Ketua Komisi II DPRD Murung Raya: RPJMD 2025–2029 Harus Pro-Rakyat
Puruk Cahu, Trybonnewsmura.com – Ketua Komisi II DPRD Kabupaten Murung Raya, Bebie, menegaskan bahwa Rencana Pembangunan Jangka Menengah Daerah (RPJMD) 2025–2029 harus sepenuhnya mengakomodasi kepentingan rakyat. Pernyataan ini disampaikannya dalam laporan Panitia Kerja (Panja) DPRD pada Rapat Paripurna Ke-4 Masa Sidang II Tahun 2025, Kamis (24/7/2025).

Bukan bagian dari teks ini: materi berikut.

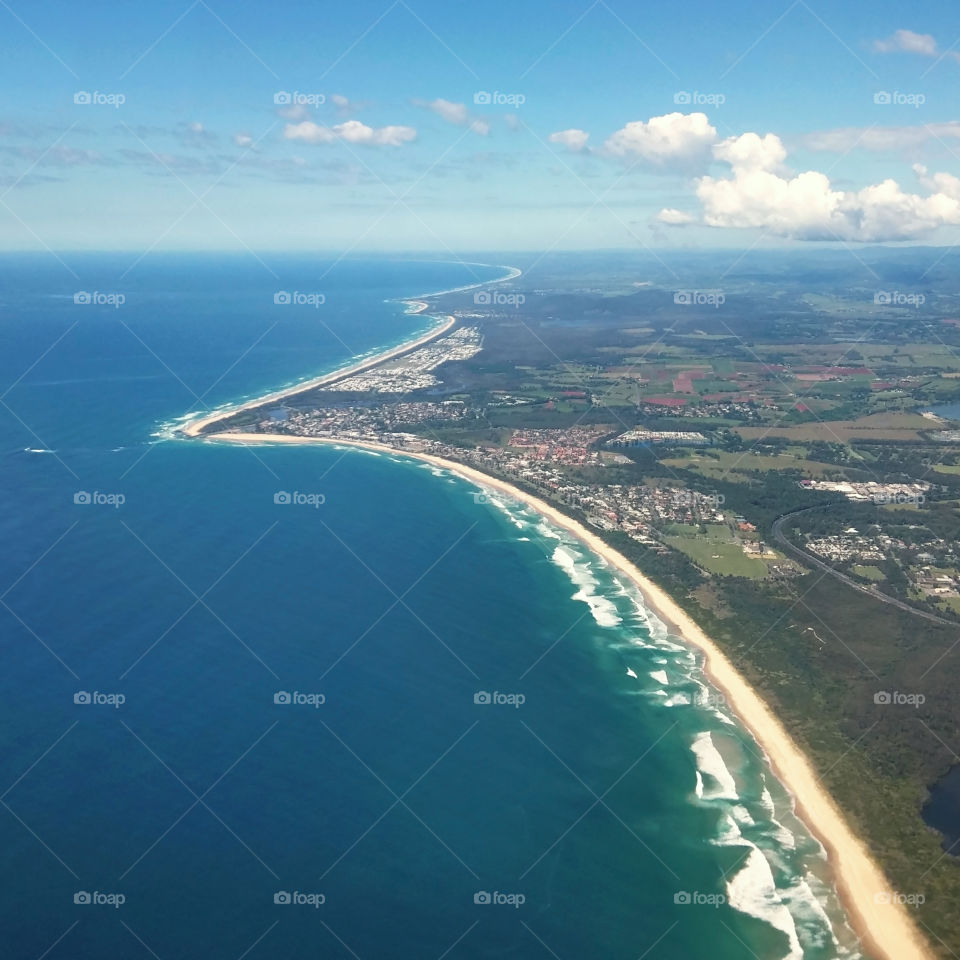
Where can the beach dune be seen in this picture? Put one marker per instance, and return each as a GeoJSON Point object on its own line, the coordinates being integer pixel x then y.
{"type": "Point", "coordinates": [884, 926]}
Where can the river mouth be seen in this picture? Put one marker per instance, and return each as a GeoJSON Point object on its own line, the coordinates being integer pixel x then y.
{"type": "Point", "coordinates": [942, 810]}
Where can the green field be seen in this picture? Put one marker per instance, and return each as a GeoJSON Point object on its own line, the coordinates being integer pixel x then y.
{"type": "Point", "coordinates": [715, 554]}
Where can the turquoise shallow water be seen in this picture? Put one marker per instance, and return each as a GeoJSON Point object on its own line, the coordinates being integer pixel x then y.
{"type": "Point", "coordinates": [511, 758]}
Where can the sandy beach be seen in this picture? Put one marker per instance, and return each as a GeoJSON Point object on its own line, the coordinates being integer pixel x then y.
{"type": "Point", "coordinates": [417, 304]}
{"type": "Point", "coordinates": [196, 427]}
{"type": "Point", "coordinates": [886, 929]}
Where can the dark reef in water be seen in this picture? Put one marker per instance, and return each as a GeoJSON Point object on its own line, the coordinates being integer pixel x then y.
{"type": "Point", "coordinates": [942, 809]}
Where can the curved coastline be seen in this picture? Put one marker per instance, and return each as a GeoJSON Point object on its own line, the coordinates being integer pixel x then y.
{"type": "Point", "coordinates": [885, 928]}
{"type": "Point", "coordinates": [418, 304]}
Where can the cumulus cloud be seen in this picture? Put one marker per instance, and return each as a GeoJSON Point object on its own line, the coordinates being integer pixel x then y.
{"type": "Point", "coordinates": [759, 193]}
{"type": "Point", "coordinates": [677, 139]}
{"type": "Point", "coordinates": [345, 105]}
{"type": "Point", "coordinates": [906, 41]}
{"type": "Point", "coordinates": [351, 131]}
{"type": "Point", "coordinates": [455, 113]}
{"type": "Point", "coordinates": [574, 140]}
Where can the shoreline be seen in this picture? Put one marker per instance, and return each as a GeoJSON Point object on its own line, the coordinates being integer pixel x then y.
{"type": "Point", "coordinates": [194, 428]}
{"type": "Point", "coordinates": [885, 929]}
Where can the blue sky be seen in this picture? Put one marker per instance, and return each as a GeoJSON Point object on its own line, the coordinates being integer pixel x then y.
{"type": "Point", "coordinates": [617, 126]}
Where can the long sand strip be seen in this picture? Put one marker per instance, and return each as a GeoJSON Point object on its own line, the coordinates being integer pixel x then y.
{"type": "Point", "coordinates": [196, 427]}
{"type": "Point", "coordinates": [885, 928]}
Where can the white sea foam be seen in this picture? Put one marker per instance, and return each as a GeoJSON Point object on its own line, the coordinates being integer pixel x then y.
{"type": "Point", "coordinates": [753, 892]}
{"type": "Point", "coordinates": [812, 920]}
{"type": "Point", "coordinates": [710, 764]}
{"type": "Point", "coordinates": [603, 609]}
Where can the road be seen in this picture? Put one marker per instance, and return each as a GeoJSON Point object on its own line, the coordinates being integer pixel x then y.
{"type": "Point", "coordinates": [809, 558]}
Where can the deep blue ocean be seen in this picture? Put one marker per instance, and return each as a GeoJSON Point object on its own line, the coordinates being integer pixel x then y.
{"type": "Point", "coordinates": [511, 758]}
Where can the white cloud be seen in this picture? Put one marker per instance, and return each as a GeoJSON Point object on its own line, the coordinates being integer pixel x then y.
{"type": "Point", "coordinates": [675, 218]}
{"type": "Point", "coordinates": [677, 139]}
{"type": "Point", "coordinates": [806, 207]}
{"type": "Point", "coordinates": [574, 140]}
{"type": "Point", "coordinates": [456, 113]}
{"type": "Point", "coordinates": [906, 41]}
{"type": "Point", "coordinates": [750, 151]}
{"type": "Point", "coordinates": [351, 131]}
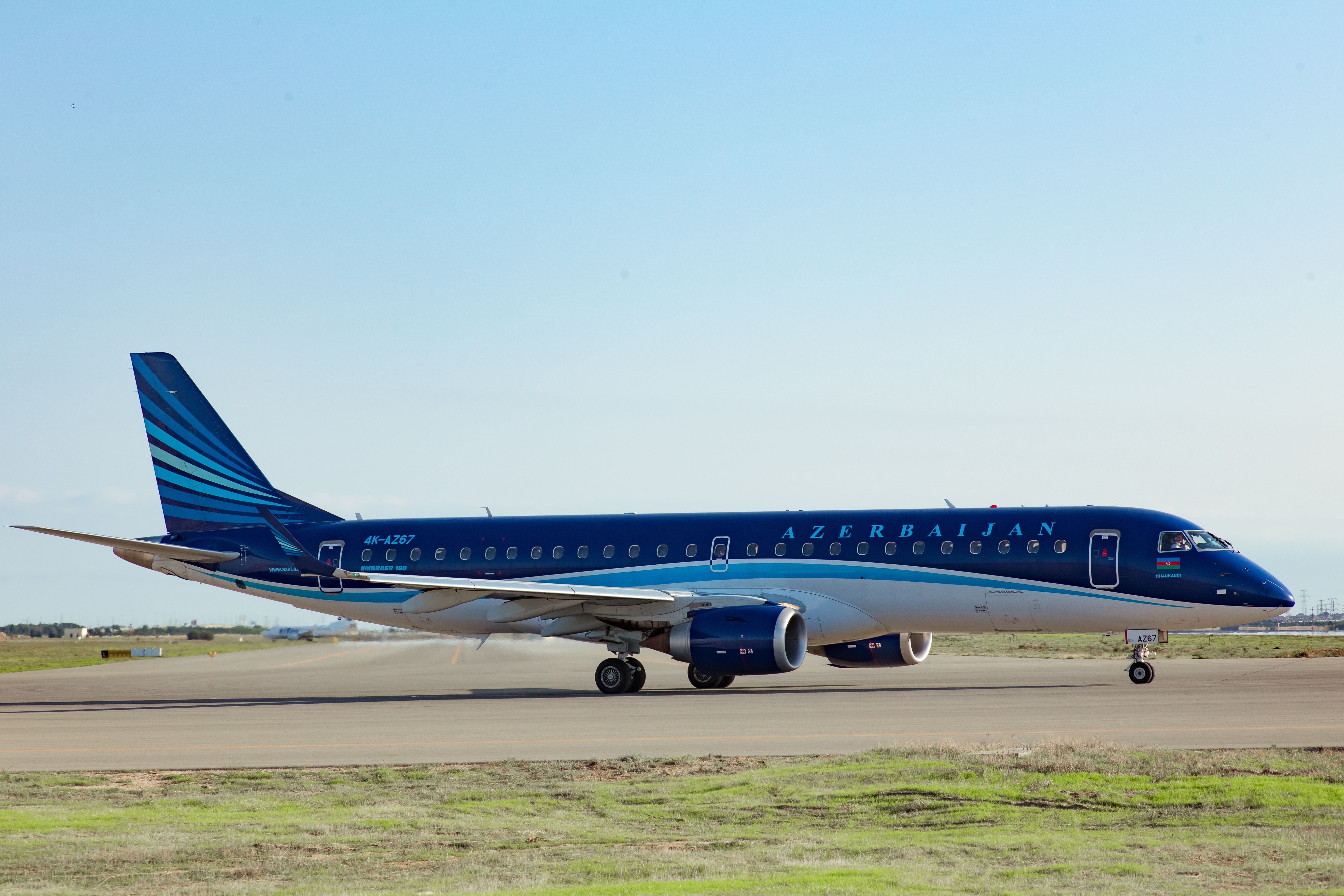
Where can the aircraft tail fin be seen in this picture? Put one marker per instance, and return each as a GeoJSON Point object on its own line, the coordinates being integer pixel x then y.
{"type": "Point", "coordinates": [206, 479]}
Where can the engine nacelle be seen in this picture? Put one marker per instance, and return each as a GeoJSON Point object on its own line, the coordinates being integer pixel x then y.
{"type": "Point", "coordinates": [741, 641]}
{"type": "Point", "coordinates": [905, 649]}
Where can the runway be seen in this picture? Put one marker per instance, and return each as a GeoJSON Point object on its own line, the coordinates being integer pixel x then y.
{"type": "Point", "coordinates": [432, 702]}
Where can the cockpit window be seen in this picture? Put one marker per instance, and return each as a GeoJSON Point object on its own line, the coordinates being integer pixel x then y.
{"type": "Point", "coordinates": [1209, 542]}
{"type": "Point", "coordinates": [1173, 542]}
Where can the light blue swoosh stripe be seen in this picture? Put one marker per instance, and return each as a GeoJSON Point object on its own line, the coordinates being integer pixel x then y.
{"type": "Point", "coordinates": [206, 475]}
{"type": "Point", "coordinates": [156, 413]}
{"type": "Point", "coordinates": [201, 487]}
{"type": "Point", "coordinates": [163, 393]}
{"type": "Point", "coordinates": [738, 572]}
{"type": "Point", "coordinates": [178, 445]}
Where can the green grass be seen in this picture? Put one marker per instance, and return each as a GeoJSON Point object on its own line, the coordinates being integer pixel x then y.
{"type": "Point", "coordinates": [1066, 819]}
{"type": "Point", "coordinates": [1087, 647]}
{"type": "Point", "coordinates": [25, 655]}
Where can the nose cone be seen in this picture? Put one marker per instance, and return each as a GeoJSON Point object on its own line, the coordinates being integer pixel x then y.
{"type": "Point", "coordinates": [1268, 590]}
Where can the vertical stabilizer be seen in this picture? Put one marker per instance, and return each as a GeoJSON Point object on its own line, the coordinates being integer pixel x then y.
{"type": "Point", "coordinates": [206, 479]}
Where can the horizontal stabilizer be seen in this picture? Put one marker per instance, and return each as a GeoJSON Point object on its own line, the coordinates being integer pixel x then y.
{"type": "Point", "coordinates": [175, 551]}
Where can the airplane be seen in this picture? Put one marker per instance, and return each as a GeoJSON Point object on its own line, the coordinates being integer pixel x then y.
{"type": "Point", "coordinates": [308, 633]}
{"type": "Point", "coordinates": [728, 594]}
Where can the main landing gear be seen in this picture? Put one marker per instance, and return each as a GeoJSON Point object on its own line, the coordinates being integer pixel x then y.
{"type": "Point", "coordinates": [1142, 671]}
{"type": "Point", "coordinates": [705, 682]}
{"type": "Point", "coordinates": [620, 676]}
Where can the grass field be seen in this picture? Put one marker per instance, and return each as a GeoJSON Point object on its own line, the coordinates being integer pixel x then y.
{"type": "Point", "coordinates": [1087, 647]}
{"type": "Point", "coordinates": [1066, 819]}
{"type": "Point", "coordinates": [23, 655]}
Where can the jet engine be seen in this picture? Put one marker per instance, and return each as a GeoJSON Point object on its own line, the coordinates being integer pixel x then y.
{"type": "Point", "coordinates": [905, 649]}
{"type": "Point", "coordinates": [741, 641]}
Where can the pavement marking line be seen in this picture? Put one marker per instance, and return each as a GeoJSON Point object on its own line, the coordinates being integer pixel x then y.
{"type": "Point", "coordinates": [597, 741]}
{"type": "Point", "coordinates": [328, 656]}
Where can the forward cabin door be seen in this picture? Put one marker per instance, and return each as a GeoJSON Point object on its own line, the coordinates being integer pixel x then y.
{"type": "Point", "coordinates": [720, 554]}
{"type": "Point", "coordinates": [330, 554]}
{"type": "Point", "coordinates": [1104, 559]}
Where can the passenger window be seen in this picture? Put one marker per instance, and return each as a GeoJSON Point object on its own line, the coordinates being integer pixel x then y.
{"type": "Point", "coordinates": [1173, 542]}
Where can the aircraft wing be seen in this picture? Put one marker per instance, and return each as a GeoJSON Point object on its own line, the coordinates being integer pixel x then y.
{"type": "Point", "coordinates": [175, 551]}
{"type": "Point", "coordinates": [510, 589]}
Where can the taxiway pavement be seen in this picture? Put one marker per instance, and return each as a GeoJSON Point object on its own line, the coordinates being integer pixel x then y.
{"type": "Point", "coordinates": [361, 703]}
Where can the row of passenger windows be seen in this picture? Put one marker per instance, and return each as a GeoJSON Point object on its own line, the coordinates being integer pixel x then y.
{"type": "Point", "coordinates": [753, 550]}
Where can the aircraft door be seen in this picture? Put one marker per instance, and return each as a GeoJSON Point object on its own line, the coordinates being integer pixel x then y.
{"type": "Point", "coordinates": [330, 554]}
{"type": "Point", "coordinates": [720, 554]}
{"type": "Point", "coordinates": [1104, 559]}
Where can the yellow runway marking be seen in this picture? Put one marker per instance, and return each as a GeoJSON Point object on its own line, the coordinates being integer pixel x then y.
{"type": "Point", "coordinates": [678, 738]}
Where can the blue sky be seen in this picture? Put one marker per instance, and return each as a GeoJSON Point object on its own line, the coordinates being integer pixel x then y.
{"type": "Point", "coordinates": [672, 257]}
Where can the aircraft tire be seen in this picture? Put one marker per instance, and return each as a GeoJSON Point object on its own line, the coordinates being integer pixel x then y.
{"type": "Point", "coordinates": [638, 675]}
{"type": "Point", "coordinates": [613, 676]}
{"type": "Point", "coordinates": [1142, 673]}
{"type": "Point", "coordinates": [703, 682]}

“RPJMD bukan sekadar dokumen perencanaan, tetapi bentuk tanggung jawab sosial antara pemerintah dan masyarakat,” ujar Bebie.
Sebagai Ketua Panja, Bebie menjelaskan bahwa dokumen RPJMD disusun secara terpadu dan kolaboratif, melibatkan perangkat daerah, tokoh masyarakat, serta seluruh pemangku kepentingan. Dokumen ini mengacu pada kerangka hukum nasional, termasuk UU Nomor 23 Tahun 2014, Perpres Nomor 80 Tahun 2014, dan aturan turunan terkait.
Fokus utama RPJMD 2025–2029 mencakup pembangunan infrastruktur jalan dan jembatan, penguatan pendidikan dan kesehatan, serta pengembangan pertanian dan perkebunan. Bebie menekankan prinsip pemerataan pembangunan agar setiap warga di seluruh kecamatan, desa, dan kelurahan mendapatkan manfaat yang setara.
Selain itu, ia menyoroti pentingnya optimalisasi Pendapatan Asli Daerah (PAD) untuk mendorong kemandirian fiskal dan memperkuat pembangunan daerah hingga 2029.
“RPJMD harus jadi kompas pembangunan yang adaptif, partisipatif, dan pro-rakyat. Komitmen kita adalah membangun Murung Raya yang lebih adil dan merata,” tutup Bebie.